A note on rain, if you are worried about your gear getting wet, a large black trash bag in your backpack can keep your food and gear waterproof.
When it comes to hiking and camping, proper skills beat out everything. If you can think your way out of a problem, then you have an advantage. Here is a list of important skills for backpacking.
- Compass and Map Skills, while it may be hard to learn initially, this is a critical trait for locating yourself and navigating where you need to go. Once you learn how to work with a topographical map, you can choose paths that conserve energy and save you backpack weight as you will not need a GPS.
- Campsite Selection, the most basic thing to remember about camping is to not camp at the bottom of a gully or place where water can pool. In the event of rain, you will get water in your tent. On top of that, you can minimize damage to the local environment and camping in cold air pockets.

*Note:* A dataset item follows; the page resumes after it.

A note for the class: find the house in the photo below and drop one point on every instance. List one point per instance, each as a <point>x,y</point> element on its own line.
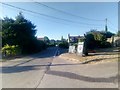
<point>74,39</point>
<point>42,38</point>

- Conscientiousness, because you are entering into the environment, you will have to pay attention. You are stepping into realm of nature. For this reason, you have to listen more, see more, and be more. The moment matters most in nature. Be attune to your surroundings.
While out in the wild, it will not always be easy. There will be a few things to worry about.
- Wildlife, when traveling to a national park or the wilderness, you will not be alone. There are squirrels, bears, mountain lions, raccoon, and deer nearby. To prevent them from getting into your camp, make sure your food supply is not easily accessible. As well, you want a near odorless camp; this prevents animals from being drawn to the smell.
- First Aid Kit, this is mainly for simple cuts and scrapes. If you get blisters on your feet, you can wrap them with bandages and put neosporin on them. Getting on top of your minor injuries will prevent them from slowing you down and stop them from becoming bigger problems than they need be.
- Give your itinerary to friends and family beforehand, once you get back, call them to let them know that you made it home. If you do not return after a day or so, they will be able to call the proper people to find you if need be.
Your first backpacking trip will probably not be perfect. That is okay. Just take a note of your mistakes and correct for them the next time around. Otherwise, I am sure you will have a great time. You will see majestic scenery and stunning wildlife. You will forge profound friendships and experience insightful introspection. A greater understanding and appreciation of the world will emerge within you. I hope you make it a great backpacking trip.